Son radicalisme n’est donc pas comme le souligne Mohamed Ghilan islamique mais politique. Autrement dit, l’Islam est un prétexte à une forme de fascisme (populiste, nationaliste, totalitariste). Ni plus ni moins.
L’idée même que l’Islam puisse être classé en radical, modéré, extrémiste, etc. donne du crédit à l’hypothèse islamophobe selon laquelle il possède une qualité intrinsèque qui le rend dangereux, indépendamment du contexte.
En outre, elle déresponsabilise l’individu et accuse la religion elle-même, comme si celle-ci pouvait exister en soi, sans la composante humaine.
Supposer que l’Islam est la raison première de la violence extrémiste dans le monde musulman équivaut à supposer que sans l’Islam, aucun groupe violent ne verrait le jour dans un contexte politique similaire à celui qui existe aujourd’hui.
Or, ce n’est pas une simple coïncidence si tous les groupes violents présents dans les pays à majorité musulmane à l’époque contemporaine se définissent continuellement comme des forces de résistance légitimes contre l’occupation étrangère ou contre des gouvernements despotiques locaux au service d’intérêts étrangers.
L’Islam n’est pas une religion de paix. Ce n’est pas non plus une religion de violence. C’est une religion vécue par des êtres humains qui, de par la nature de leurs instincts primaires, s’engagent parfois dans des conflits violents.
Il n’est dès lors pas approprié de voir le Coran comme un texte contradictoire simplement parce qu’il contient à la fois des versets pacifiques et des versets violents.
Il s’agit plutôt d’un texte entremêlant des descriptions de comportements humains en période de conflits violents et des appels à la paix et à la coexistence.
Mohamed Ghilan, Le radicalisme est un problème politique, pas islamique, Middle East Eye (version française), 7 novembre 2014
Alors qu’est-ce que la radicalisation de la société canadienne, québécoise?
La «radicalisation» doit être conçue plutôt comme une question, un problème de recherche et non comme une réponse. C’est ce qui est arrivé à une personne qui adhère à des opinions radicales ou à des modes d’action radicaux. Ainsi :
- toute opinion radicale n’est pas nécessairement nuisible: «radicale» ici signifie seulement aller à la racine, remettre en cause l’ordre établi, s’opposer au discours majoritaire, etc.

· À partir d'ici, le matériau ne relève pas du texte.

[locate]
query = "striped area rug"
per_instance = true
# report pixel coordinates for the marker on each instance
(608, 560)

- toute opinion radicale n’est pas nécessairement religieuse; cela dit évidemment un intégriste dans une société libérale est forcément radical.
Stéphane Leman-Langlois, Qu’est-ce que la radicalisation?, Observatoire sur la radicalisation et l’extrémisme violent, 30 novembre 2015
Les carrés rouge sont-ils radicaux? L’uniforme-pyjama des officiers de la SPVM Ces jeunes qui se sont opposés avec une certaine véhémence contre les politiques jugées déséquilibrées socialement du gouvernement libéral Charest sont-ils victimes de la radicalisation?
Serait-il outrancier de dire que la radicalisation est un défouloir, du populisme, une stigmatisation, une incompréhension nourrissant la peur?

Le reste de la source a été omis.